Department of Cardiology, Heart Center, Amsterdam UMC, University of Amsterdam, Meibergdreef 9, 1105 AZ, Amsterdam, The Netherlands.
Department of Cardiology, Onze Lieve Vrouwe Gasthuis, Amsterdam, The Netherlands.
J Interv Card Electrophysiol. 2022 Aug;64(2):469-478. doi: 10.1007/s10840-021-01056-1. Epub 2021 Sep 16.

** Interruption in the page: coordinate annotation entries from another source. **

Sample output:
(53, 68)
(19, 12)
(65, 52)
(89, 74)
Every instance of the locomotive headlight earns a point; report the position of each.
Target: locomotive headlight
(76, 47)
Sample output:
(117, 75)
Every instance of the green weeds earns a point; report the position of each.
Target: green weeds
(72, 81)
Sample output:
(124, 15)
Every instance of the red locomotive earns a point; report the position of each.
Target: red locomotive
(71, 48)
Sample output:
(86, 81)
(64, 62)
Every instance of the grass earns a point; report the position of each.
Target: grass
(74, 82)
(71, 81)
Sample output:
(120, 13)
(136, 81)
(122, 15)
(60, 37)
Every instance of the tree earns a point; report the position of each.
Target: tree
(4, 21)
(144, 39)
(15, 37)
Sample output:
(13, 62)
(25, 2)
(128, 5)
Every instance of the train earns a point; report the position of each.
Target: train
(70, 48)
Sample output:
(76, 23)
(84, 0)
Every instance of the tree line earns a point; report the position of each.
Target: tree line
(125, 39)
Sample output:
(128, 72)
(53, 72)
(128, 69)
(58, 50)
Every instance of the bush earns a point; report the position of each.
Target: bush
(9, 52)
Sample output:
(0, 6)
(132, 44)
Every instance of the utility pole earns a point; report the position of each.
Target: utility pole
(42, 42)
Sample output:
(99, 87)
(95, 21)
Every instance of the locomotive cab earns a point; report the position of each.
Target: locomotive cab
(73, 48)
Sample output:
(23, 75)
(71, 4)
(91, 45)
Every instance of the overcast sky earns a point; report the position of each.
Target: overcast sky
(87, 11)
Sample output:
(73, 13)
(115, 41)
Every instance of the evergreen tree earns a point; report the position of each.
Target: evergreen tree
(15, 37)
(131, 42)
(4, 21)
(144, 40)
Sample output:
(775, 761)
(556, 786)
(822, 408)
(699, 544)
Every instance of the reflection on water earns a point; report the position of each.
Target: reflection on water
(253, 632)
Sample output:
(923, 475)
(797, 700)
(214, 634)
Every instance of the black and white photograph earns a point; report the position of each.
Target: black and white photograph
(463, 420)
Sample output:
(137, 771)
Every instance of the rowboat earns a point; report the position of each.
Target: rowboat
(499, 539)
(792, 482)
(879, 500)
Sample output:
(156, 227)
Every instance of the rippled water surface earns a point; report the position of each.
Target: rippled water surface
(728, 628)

Efficacy of pulmonary vein isolation (PVI) for atrial fibrillation (AF) decreases as left atrial (LA) volume increases. However, surgical AF ablation with unknown efficacy is being performed in patients with a giant LA (GLA). We determined efficacy of thoracoscopic AF ablation in patients with compared to without a GLA.
Patients underwent thoracoscopic PVI with additional left atrial ablations lines (in persistent AF) and were prospectively followed up. GLA was defined as LA volume index (LAVI) ≥ 50 ml/m. Follow-up was performed with ECGs and 24-h Holters every 3 months. After a 3-month blanking period, all antiarrhythmic drugs were discontinued. The primary outcome was freedom of any atrial tachyarrhythmia ≥ 30 s during 2 years of follow-up.
At baseline, 68 (15.4%) patients had a GLA (LAVI: 56.7 [52.4-62.8] ml/m), while 374 (84.6%) had a smaller LA (LAVI: 34.8 [29.2-41.3] ml/m). GLA patients were older (61.9 ± 6.9 vs 59.4 ± 8.8 years, p = 0.02), more often diagnosed with persistent AF (76.5% vs 58.6%, p = 0.008). Sex was equally distributed (with approximately 25% females). GLA patients had more recurrences compared to non-GLA patients at 2-year follow-up (42.6% vs 57.2%, log rank p = 0.02). Freedom of AF was 69.0% in non-GLA paroxysmal AF patients compared to 43.8-49.3% in a combined group of GLA and/or persistent AF patients(log rank p < 0.001). Furthermore, freedom was 62.4% in non-GLA male patients, compared to 43.8-47.4 in a combined group of GLA and/or female sex(log rank p = 0.02).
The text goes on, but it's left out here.